Assédio moral na igreja: alerta e
prevenção
O ambiente
eclesiástico não está imune e as consequências podem ser trágicas
Por Robson Ramos
Este breve artigo tem como objetivo chamar atenção para um tipo de conduta, nos
ambientes eclesiásticos que não é tão incomum como possa parecer: assédio
moral.
As
consequências do assédio moral, e de outras condutas igualmente perniciosas que
normalmente acompanham o assédio, podem levar à depressão, crises de
pânico e ansiedade. Em situações extremas pode levar ao suicídio.
Ainda
que a legislação brasileira esteja aí para proteger as pessoas no ambiente de
trabalho, muitas vítimas enfrentam dificuldades para denunciar e chamar à
responsabilidade os autores desse tipo de violência, sobretudo no ambiente
eclesiástico.
Caso # 1
O
que dá mexer com gente poderosa na igreja
Um
pastor havia assumido o pastorado de uma importante igreja e pouco tempo depois
chegou ao seu conhecimento que um dos integrantes de sua equipe, líder de um
dos ministérios, tinha cometido adultério e, para piorar as coisas, era
reincidente. Diante disso o pastor sênior, recém-contratado, recomendou ao
presbitério o afastamento desse líder.
O
pastor, no entanto, não sabia que o líder em questão era da família mais
influente da igreja. Não apenas isso, o coordenador do presbitério era o chefe
desse influente clã familiar.
Nessa
hora as ligações familiares falam mais alto. O tal coordenador do presbitério
influenciou todo o presbitério no sentido de afirmar que o pastor não tinha
provas do que estava falando. No frigir dos ovos o pastor acabou sendo
demitido, descobrindo mais tarde que durante todo o período em que esteve à
frente daquela comunidade não teve os valores relativos à sua Previdência
Social devidamente recolhidos. O tesoureiro havia sido orientado pelo
coordenador do presbitério – aquele mesmo que era o líder do clã - a não fazer
os recolhimentos. Aquilo acabou prejudicando sobremaneira a contagem de tempo
para a sua aposentadoria.
Caso
# 2
O
estrago que faz o ciúme de um chefe
Um
pastor mais jovem vai para um outro país, para atuar auxiliar um ministério que
está sob a responsabilidade de um pastor que está no local há algum tempo,
porém sem resultados expressivos no trabalho.
Depois
de algum tempo as atividades do pastor auxiliar começaram a gerar resultados
mais alvissareiros, do que o que vinha sendo desenvolvido há mais tempo pelo
pastor mais antigo que, logo foi ficando com ciúmes do carinho e respeito que o
pastor auxiliar, recém-chegado, recebia das pessoas.
Não
demorou muito e o pastor sênior, enciumado, passou a falar de forma
depreciativa do pastor mais jovem.
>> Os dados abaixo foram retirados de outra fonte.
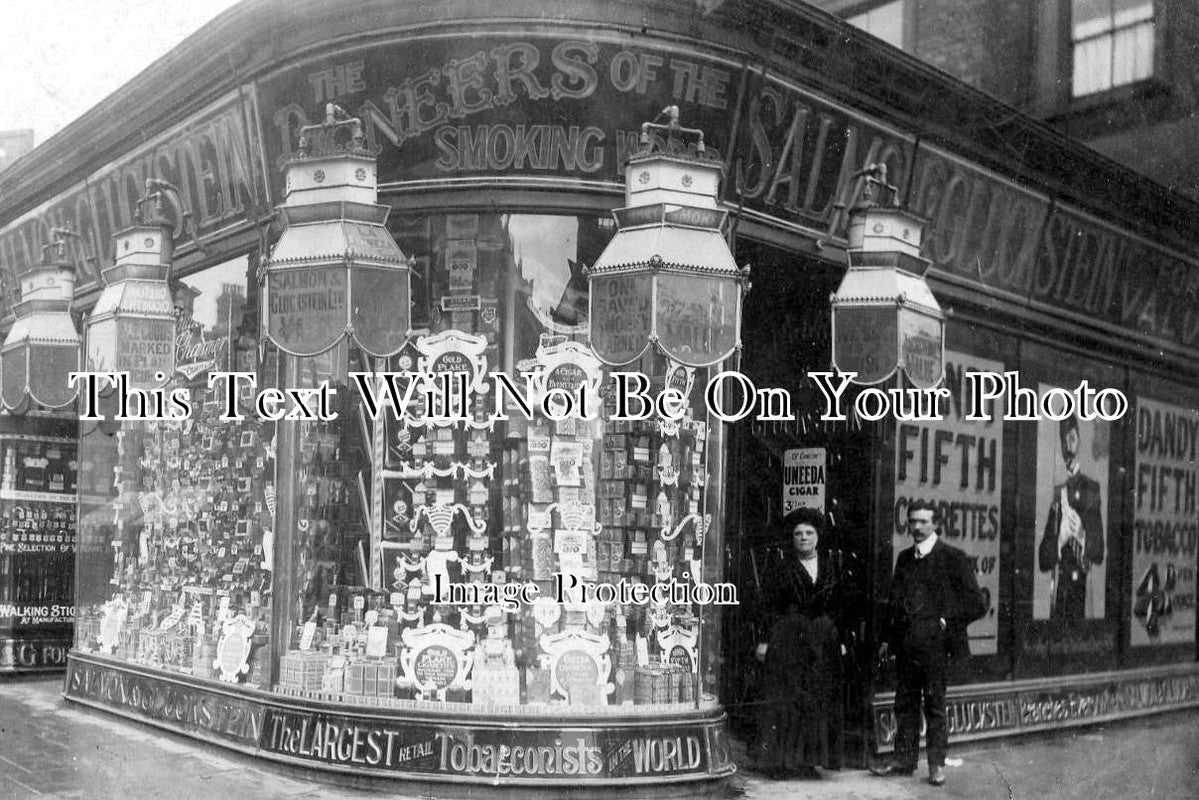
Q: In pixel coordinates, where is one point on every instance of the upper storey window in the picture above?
(1113, 43)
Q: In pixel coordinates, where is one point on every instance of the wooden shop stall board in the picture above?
(440, 745)
(1007, 708)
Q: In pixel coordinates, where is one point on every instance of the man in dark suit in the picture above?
(1072, 540)
(933, 597)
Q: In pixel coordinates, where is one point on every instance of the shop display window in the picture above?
(414, 561)
(410, 533)
(176, 517)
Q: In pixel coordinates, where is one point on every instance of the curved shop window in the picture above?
(419, 560)
(175, 518)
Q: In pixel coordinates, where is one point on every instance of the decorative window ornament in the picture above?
(336, 271)
(667, 277)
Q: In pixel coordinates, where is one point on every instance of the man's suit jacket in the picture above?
(953, 595)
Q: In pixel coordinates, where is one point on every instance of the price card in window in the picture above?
(307, 635)
(377, 642)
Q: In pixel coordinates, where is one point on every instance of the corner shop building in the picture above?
(501, 137)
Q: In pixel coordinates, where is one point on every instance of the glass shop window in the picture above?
(392, 517)
(1113, 43)
(885, 22)
(176, 518)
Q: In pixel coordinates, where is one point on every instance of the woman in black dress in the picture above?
(802, 600)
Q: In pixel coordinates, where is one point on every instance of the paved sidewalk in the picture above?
(49, 749)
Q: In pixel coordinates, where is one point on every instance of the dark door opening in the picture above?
(785, 334)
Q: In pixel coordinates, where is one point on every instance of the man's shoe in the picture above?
(893, 768)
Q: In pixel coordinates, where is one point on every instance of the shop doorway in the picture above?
(785, 334)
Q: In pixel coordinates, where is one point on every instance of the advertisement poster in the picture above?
(956, 464)
(1073, 457)
(1166, 524)
(805, 480)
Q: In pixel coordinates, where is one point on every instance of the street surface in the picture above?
(49, 749)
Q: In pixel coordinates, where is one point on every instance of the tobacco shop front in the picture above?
(270, 587)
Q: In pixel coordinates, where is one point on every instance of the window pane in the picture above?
(1132, 11)
(1133, 54)
(1092, 66)
(1091, 17)
(885, 22)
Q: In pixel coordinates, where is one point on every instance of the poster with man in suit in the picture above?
(1072, 475)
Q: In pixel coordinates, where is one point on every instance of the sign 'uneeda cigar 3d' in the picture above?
(729, 396)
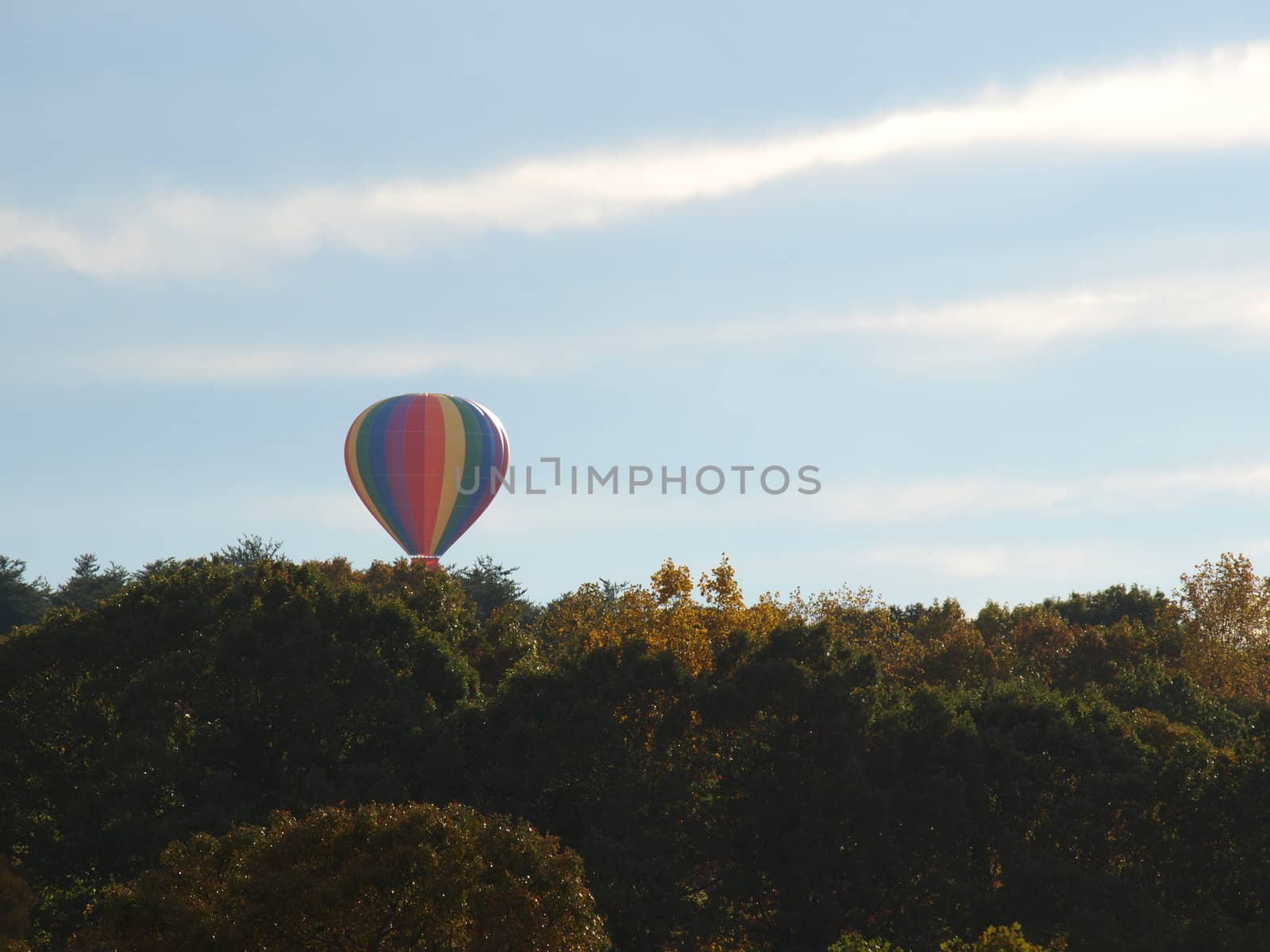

Tudo indicava que, no mínimo, o intuito era
criar certo desconforto e forçar sua saída.
Como
consequência, o pastor auxiliar teve suas atividades encerradas, por uma
decisão unilateral do chefe. As únicas alegações eram de que o rapaz estava
introduzindo ideias e práticas incompatíveis com a tradição daquela
denominação. Simples assim.
Com
filhos pequenos matriculados na escola, a família segue na mesma localidade,
sem trabalho, com contas pra pagar e com o sustento – que vem do Brasil –
comprometido. Não sabem se ficam naquele país ou se voltam para o Brasil, pra
recomeçar a vida, com a pecha de encrenqueiro. Na realidade a pecha de
encrenqueiro poderá segui-lo por onde quer que vá, graças à campanha feita pelo
pastor que o recebera tão bem, num primeiro momento.
Caso
# 3
O
mal causado por uma carniça desenterrada
Numa
outra situação, após um longo e minucioso processo – como é comum na
contratação de alguém para um cargo importante – um pastor estava em vias de
ser oficializado como pastor sênior numa igreja famosa, numa grande capital.
Providências
relacionadas com moradia e transferência de escola para os filhos já estavam
bem alinhadas. As bases da contratação, de ambos os lados, já estavam
acertadas. Finalmente, após praticamente um ano, depois de concluído o processo
de contratação do novo pastor e a congregação devidamente informada, era grande
a convicção de que tinham feito a melhor escolha. Até que, surgiu algo
absolutamente inimaginável e o mundo veio abaixo.
Alguém,
da equipe de liderança da igreja, desenterrou algo do passado do novo pastor
que, supostamente, o desabonaria para assumir o cargo de pastor sênior, para o
qual estava sendo contratado.
É
preciso dizer alguma coisa sobre a confusão que se instalou? De quem era a
responsabilidade por tudo aquilo? Teria o “abençoado irmão” – integrante do
colegiado – agido corretamente ao divulgar aos “quatro ventos” uma situação que
já estava enterrada e, pelo que se apurou, resolvida?
O
que dizer dos danos morais e materiais causados ao pastor que viu seu
ministério pastoral, presente e futuro, comprometido?
Tudo
por causa da atitude de uma única pessoa que, sabe-se lá com que motivação,
achou que tinha o direito e o dever de se envolver com um assunto que não lhe
dizia respeito, mas que achou que estava falando em nome da igreja.
Casos
de assédio moral na igreja não são incomuns
Situações
como as acima apresentadas, e que podem ensejar alguma responsabilização por
“assédio moral”, e por outros delitos, não são incomuns. Relatos sobre
comportamentos desse tipo grassam por toda parte. O ambiente eclesiástico é
pródigo nisso, mas, convenhamos, pouco ou nada se fala sobre o assunto.
A
jornalista Marília de Camargo Cesar, discorrendo sobre os “feridos em nome de
Deus”, escreve 1:
“Na
prática, o abuso ocorre de formas variadas, umas escancaradas, outras sutis.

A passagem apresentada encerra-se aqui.